L'incidente di caccia dove ha perso la vita Giancarlo Leoncini. Foto Gianni Nucci/Germogli
Certaldo, 7 gennaio 2015 - «NON mi si chiudono gli occhi: il mio pensiero torna sempre lì e rivedo sempre quella scena». Siamo a Tavolese, zona collinare tra Fiano e Marcialla, dove Certaldo tocca la Valdelsa senese. Lì dove martedì mattina, poco dopo le 10, Giancarlo Leoncini, 63 anni, pensionato residente a Certaldo, è stato colpito a morte da un proiettile calibro 30,06. A esploderlo, la carabina di Alberto Falorni, 70 anni, pensionato ed ex idraulico, un altro certaldese. E’ lui a parlare, raccontare. Non si dà pace, Alberto. Cacciatore da oltre cinquant’anni, mai un intoppo nel suo percorso tra boschi e campagna alla ricerca di cinghiali da abbattere. Lui e la sua carabina, precisa, potente. La stessa che martedì mattina ha ucciso, nel corso di un piano di abbattimento controllato di cinghiali regolarmente autorizzato, il compagno di caccia e amico di vecchia data.
«Giancarlo lo conoscevo da una vita, da sempre», commenta al sicuro tra le mura di casa. E’ il giorno dopo il dramma. E tutti sono scossi, sconvolti: la moglie non riesce a trattenere le lacrime. Ancora non sembra vero. «Erano tutti amici», si lascia scappare, prima di passare la parola al 70enne adesso indagato per omicidio colposo, secondo quanto deciso dal pm di turno Paolo Barlucchi e assistito dall’avvocato Alessandro Ramerini. Lo stesso che era al suo fianco durante l’interrogatorio, andato avanti per circa un’ora nella caserma dei carabinieri di Certaldo, nelle ore successive al tragico incidente di caccia. «I suoi genitori erano miei clienti quando facevo l’idraulico, si figuri se non lo conoscevo bene», racconta l’uomo, voce ferma, senza emozioni. A rendere quella conoscenza un legame più forte è stata la caccia, quello sport che li ha visti insieme fino all’istante prima che Leoncini spirasse nel campo, teatro della drammatica battuta, poco distante dal lago di Tavolese. «Sono cinquant’anni che ho il porto d’armi, che vado a caccia, che imbraccio il fucile: mai un intoppo», riflette ad alta voce, sgomento. «E adesso, guardi cosa è successo».

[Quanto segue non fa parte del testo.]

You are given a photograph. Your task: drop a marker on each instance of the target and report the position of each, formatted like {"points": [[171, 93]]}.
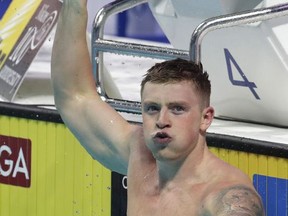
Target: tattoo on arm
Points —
{"points": [[239, 201]]}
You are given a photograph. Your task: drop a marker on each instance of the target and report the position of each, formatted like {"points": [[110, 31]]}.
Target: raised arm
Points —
{"points": [[99, 128]]}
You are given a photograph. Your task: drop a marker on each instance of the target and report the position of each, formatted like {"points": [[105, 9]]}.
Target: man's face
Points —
{"points": [[172, 119]]}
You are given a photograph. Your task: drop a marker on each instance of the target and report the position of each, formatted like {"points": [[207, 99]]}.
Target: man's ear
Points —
{"points": [[207, 118]]}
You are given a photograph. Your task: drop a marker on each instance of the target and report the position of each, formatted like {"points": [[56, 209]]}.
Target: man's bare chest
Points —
{"points": [[174, 202]]}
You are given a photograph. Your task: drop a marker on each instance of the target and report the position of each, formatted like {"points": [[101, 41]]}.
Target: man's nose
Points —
{"points": [[163, 119]]}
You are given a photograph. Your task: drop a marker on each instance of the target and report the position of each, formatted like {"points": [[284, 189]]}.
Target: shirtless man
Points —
{"points": [[170, 169]]}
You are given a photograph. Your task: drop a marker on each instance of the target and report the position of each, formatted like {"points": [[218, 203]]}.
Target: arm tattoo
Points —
{"points": [[239, 201]]}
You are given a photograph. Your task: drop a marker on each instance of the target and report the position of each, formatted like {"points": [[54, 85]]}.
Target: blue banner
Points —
{"points": [[274, 192]]}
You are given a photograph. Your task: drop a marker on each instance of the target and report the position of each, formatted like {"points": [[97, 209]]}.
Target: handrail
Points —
{"points": [[231, 20], [98, 32], [99, 45]]}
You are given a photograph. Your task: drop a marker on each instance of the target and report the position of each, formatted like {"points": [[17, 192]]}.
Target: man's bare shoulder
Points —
{"points": [[236, 200]]}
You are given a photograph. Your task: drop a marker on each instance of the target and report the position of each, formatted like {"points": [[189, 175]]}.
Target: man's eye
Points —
{"points": [[178, 109], [151, 109]]}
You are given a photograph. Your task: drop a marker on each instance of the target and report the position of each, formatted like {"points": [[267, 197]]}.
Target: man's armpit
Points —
{"points": [[239, 200]]}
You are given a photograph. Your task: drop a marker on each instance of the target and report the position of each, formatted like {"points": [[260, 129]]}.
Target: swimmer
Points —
{"points": [[169, 166]]}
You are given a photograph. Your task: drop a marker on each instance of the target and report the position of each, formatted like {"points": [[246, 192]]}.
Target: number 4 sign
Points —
{"points": [[244, 82]]}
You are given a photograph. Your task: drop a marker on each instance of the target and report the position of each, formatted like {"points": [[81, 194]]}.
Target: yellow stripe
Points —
{"points": [[64, 177]]}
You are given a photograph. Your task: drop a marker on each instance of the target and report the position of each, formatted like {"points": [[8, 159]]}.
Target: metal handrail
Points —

E il pensiero torna lì. Alla battuta avviata come da prassi, dopo avere eseguito le procedure stabilite dalla normativa. Con i cacciatori posizionati nelle poste, i cani sguinzagliati a indirizzare le prede nella trappola. Fino a quel punto tutto era filato liscio: sia lo sfortunato Leoncini che Falorni avevano abbattuto qualche capo. Poi il dramma. Alcuni ungulati arrivano nel corridoio di fuoco, Falorni non resiste alla tentazione di seguire la preda, spara e il colpo raggiunge al petto l’amico a un centinaio di metri da lui. Un colpo fatale, Leoncini cade a terra, scatta l’allarme ma i soccorsi sono inutili: la salma dell’uomo viene trasferita al reparto di medicina legale di Careggi, dove oggi sarà eseguita l’autopsia. Lo strazio è di tutti: di Falorni, dei cacciatori, dei familiari della vittima. La moglie Giuliana non vuole arrendersi, come i due figli Genny e Gianluca. «Voglio parlare con loro - spiega Falorni - Ci proverò. Tutti cercano di confortarmi, ma il fatto resta: ciò che dicono la gente e i giornali ha poca importanza».